XaM #5 Was bedeutet stützen?

Du musst mehr stützen! Kennst du diesen Satz? Und weisst du auch, wie das geht und um was es da geht? Nein? Dann schau dir meine Video-Erklärung auf Youtube an.

Jetzt, wo du weisst, um was es beim Stützen geht, habe ich dir folgend ein paar einfach Übungen, die du nutzen kannst, um deinen Stützapparat besser zu spüren. Also im Grunde geht es um deine innere Balance von Spannung und Entspannung beim Singen.

+ Übung 1 +

Steh auf beiden Beinen, leicht in den Knien, lass die Schultern hängen und sing einen Ton – halte ihn aus.

Mach das selbe anschliessend auf einem Bein und spüre, wie sich die Spannung verändert. Mach es auch auf dem anderen Bein. 

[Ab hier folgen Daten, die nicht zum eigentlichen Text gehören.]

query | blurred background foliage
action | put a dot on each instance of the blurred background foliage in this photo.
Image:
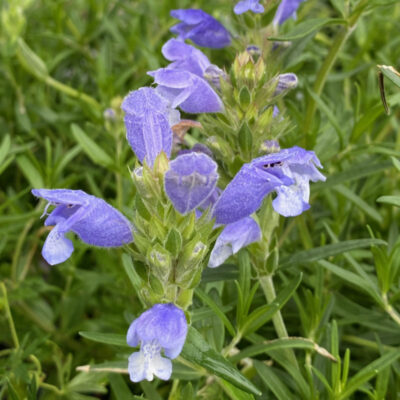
(63, 63)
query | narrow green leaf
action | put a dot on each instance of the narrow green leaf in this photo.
(5, 148)
(284, 343)
(359, 202)
(306, 27)
(392, 200)
(197, 351)
(106, 338)
(317, 253)
(272, 381)
(365, 374)
(119, 387)
(90, 147)
(390, 73)
(264, 313)
(233, 392)
(30, 172)
(206, 299)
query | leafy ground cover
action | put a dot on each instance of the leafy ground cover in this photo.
(335, 268)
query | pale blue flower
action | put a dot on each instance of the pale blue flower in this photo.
(190, 181)
(234, 237)
(201, 28)
(162, 328)
(91, 218)
(148, 120)
(248, 5)
(286, 172)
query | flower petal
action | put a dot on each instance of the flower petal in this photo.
(57, 248)
(190, 180)
(235, 236)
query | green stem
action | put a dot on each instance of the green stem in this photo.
(9, 316)
(268, 288)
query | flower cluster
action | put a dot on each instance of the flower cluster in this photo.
(179, 191)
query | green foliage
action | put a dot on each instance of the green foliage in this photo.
(335, 269)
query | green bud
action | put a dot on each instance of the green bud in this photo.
(160, 262)
(245, 140)
(174, 242)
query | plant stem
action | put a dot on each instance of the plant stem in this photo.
(268, 288)
(9, 316)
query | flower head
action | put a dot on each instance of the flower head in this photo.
(235, 236)
(185, 57)
(190, 181)
(248, 5)
(286, 9)
(148, 120)
(162, 327)
(287, 172)
(190, 92)
(201, 28)
(91, 218)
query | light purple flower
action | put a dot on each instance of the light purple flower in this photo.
(162, 327)
(248, 5)
(235, 236)
(185, 57)
(286, 9)
(186, 90)
(91, 218)
(148, 120)
(287, 172)
(285, 82)
(190, 181)
(201, 28)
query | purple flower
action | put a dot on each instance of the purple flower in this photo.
(285, 82)
(248, 5)
(287, 172)
(185, 57)
(148, 120)
(190, 181)
(201, 28)
(286, 9)
(235, 236)
(186, 90)
(162, 327)
(91, 218)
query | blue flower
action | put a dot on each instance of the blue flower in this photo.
(287, 172)
(190, 181)
(234, 237)
(161, 328)
(185, 57)
(285, 82)
(201, 28)
(148, 120)
(186, 90)
(91, 218)
(286, 9)
(248, 5)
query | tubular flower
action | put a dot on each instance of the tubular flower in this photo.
(286, 9)
(186, 90)
(248, 5)
(161, 328)
(287, 172)
(190, 181)
(148, 120)
(201, 28)
(91, 218)
(234, 237)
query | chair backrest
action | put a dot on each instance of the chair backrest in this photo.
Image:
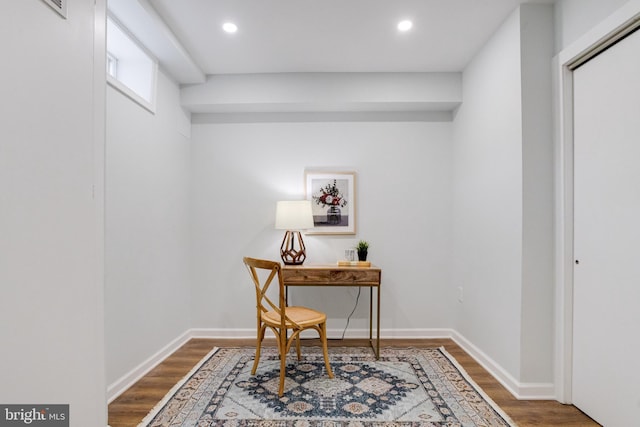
(263, 302)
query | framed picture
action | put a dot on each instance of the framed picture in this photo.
(333, 201)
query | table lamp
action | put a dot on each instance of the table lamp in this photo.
(293, 216)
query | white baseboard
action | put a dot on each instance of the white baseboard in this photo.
(123, 383)
(522, 391)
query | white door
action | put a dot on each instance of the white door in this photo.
(606, 336)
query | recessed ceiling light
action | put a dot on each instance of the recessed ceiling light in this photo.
(405, 25)
(230, 27)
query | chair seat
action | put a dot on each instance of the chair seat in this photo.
(303, 316)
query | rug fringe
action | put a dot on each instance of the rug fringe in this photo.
(480, 391)
(156, 409)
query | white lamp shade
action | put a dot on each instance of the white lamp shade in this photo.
(294, 215)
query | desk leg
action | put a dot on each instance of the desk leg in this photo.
(378, 325)
(376, 347)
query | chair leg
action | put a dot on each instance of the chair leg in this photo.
(325, 350)
(258, 346)
(282, 344)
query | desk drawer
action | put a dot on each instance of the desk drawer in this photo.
(354, 276)
(330, 276)
(306, 276)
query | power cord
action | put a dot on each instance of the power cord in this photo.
(352, 311)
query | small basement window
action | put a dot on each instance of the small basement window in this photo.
(130, 68)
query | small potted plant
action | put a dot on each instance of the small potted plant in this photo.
(362, 248)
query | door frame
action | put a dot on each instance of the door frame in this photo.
(624, 21)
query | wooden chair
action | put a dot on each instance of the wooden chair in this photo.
(280, 318)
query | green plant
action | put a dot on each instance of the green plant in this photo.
(362, 245)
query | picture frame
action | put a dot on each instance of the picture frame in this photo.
(333, 201)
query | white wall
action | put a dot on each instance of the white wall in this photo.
(147, 227)
(503, 200)
(404, 208)
(487, 199)
(574, 18)
(536, 22)
(51, 116)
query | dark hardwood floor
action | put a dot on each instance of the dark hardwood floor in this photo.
(134, 404)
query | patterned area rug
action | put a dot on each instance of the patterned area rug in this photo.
(406, 387)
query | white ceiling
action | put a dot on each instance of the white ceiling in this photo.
(314, 35)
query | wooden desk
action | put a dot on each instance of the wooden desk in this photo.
(334, 275)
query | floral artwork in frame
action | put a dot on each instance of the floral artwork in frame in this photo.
(333, 201)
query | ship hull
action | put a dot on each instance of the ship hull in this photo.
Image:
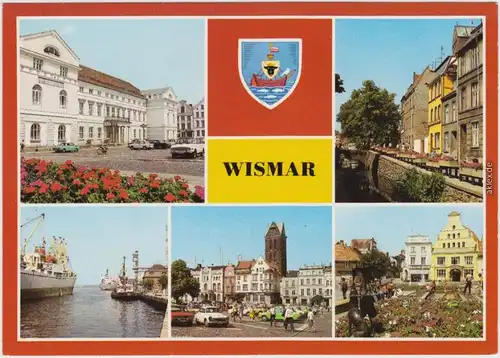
(35, 286)
(256, 81)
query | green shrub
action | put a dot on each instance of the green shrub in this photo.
(421, 187)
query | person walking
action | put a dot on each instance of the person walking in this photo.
(468, 283)
(272, 318)
(310, 321)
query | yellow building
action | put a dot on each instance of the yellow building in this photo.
(440, 86)
(456, 253)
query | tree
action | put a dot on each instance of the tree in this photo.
(370, 116)
(339, 84)
(148, 284)
(182, 281)
(163, 281)
(377, 261)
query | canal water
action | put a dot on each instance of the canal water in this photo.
(89, 313)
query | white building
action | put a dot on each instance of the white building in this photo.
(64, 101)
(418, 258)
(257, 281)
(199, 120)
(162, 113)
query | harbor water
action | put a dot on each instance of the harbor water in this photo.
(89, 313)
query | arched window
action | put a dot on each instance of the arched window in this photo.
(35, 132)
(61, 133)
(63, 99)
(36, 94)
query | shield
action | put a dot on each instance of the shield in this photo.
(270, 69)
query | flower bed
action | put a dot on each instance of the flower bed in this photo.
(409, 317)
(49, 182)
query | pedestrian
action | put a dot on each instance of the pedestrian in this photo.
(289, 319)
(310, 321)
(272, 313)
(468, 283)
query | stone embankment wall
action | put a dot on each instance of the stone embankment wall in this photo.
(384, 172)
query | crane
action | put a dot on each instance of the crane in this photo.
(39, 220)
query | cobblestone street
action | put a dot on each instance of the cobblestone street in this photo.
(130, 161)
(247, 328)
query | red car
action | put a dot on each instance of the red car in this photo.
(180, 316)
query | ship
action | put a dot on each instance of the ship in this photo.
(270, 76)
(108, 283)
(125, 288)
(45, 272)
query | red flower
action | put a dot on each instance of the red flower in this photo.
(123, 194)
(55, 187)
(170, 197)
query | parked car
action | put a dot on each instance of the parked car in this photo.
(160, 144)
(187, 150)
(180, 316)
(66, 148)
(143, 144)
(210, 316)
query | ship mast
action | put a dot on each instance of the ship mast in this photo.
(40, 219)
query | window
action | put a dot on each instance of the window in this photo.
(63, 71)
(463, 99)
(475, 134)
(37, 64)
(474, 95)
(36, 94)
(35, 132)
(446, 143)
(61, 133)
(63, 99)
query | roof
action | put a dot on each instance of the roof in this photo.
(362, 243)
(89, 75)
(244, 265)
(345, 253)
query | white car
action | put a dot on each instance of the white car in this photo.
(210, 316)
(143, 144)
(187, 150)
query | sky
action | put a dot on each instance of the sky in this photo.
(201, 232)
(99, 236)
(388, 51)
(150, 53)
(390, 225)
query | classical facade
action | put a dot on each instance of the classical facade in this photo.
(469, 84)
(456, 253)
(418, 257)
(440, 86)
(162, 113)
(414, 104)
(62, 100)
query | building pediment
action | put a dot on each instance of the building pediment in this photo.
(49, 45)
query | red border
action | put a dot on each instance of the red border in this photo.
(11, 166)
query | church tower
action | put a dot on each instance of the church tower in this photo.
(276, 247)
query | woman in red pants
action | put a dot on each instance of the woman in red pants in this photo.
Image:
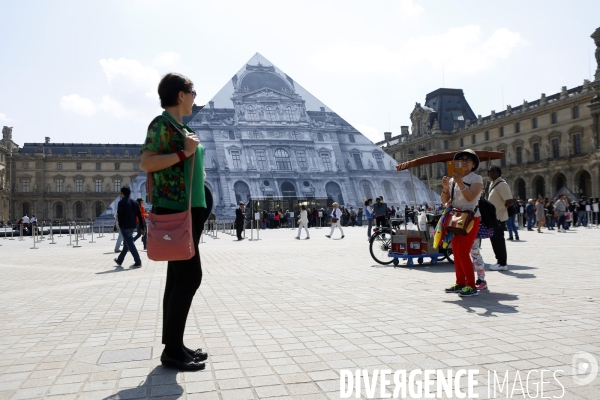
(466, 188)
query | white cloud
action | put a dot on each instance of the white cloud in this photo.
(113, 107)
(132, 72)
(167, 59)
(408, 9)
(370, 132)
(78, 105)
(462, 50)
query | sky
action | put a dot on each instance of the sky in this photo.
(87, 72)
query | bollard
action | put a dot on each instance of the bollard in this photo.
(77, 229)
(33, 235)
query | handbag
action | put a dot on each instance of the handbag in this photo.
(170, 236)
(458, 221)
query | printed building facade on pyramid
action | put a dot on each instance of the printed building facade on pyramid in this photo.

Wiederhole die Übung nun, in dem du auf beiden Beinen, so in die Knie gehst, als ob du gerade auf der Toilette sitzt. Spüre auch hier die Spannung, die du brauchst.

Stehe anschliessend wieder normal hin und halte den Ton aus. Wie fühlst du dich? Welche Spannung/Entspannung hast du dabei?

Solche Übungen helfen dir, die innere Balance zu finden, um auch beim Singen diesen Ausgleich von Spannung und Entspannung zu verknüpfen.

 

++ Übung 2 ++

Atme 8 Mal hinter einander ein und mache jeweils dazwischen eine Sekunde eine Pause. Was spürst du in der Brust in den Flanken oder im Zwerchfell in der Pause?

Wenn ich das tu, dann spür ich, wie beim Atemzug eine grosse Spannung aufgebaut wird und in der Pause sich alles ein ganz kleines bisschen entspannt. Auch hier hast du Spannung und Entspannung die miteinander agieren.

+++ Übung 3 +++

Seufze einen Ton von hoch nach tief. Lass den Ton schön natürlich fallen. Es geht hier nicht um die Technik, sondern darum, was du im Körper spürst. 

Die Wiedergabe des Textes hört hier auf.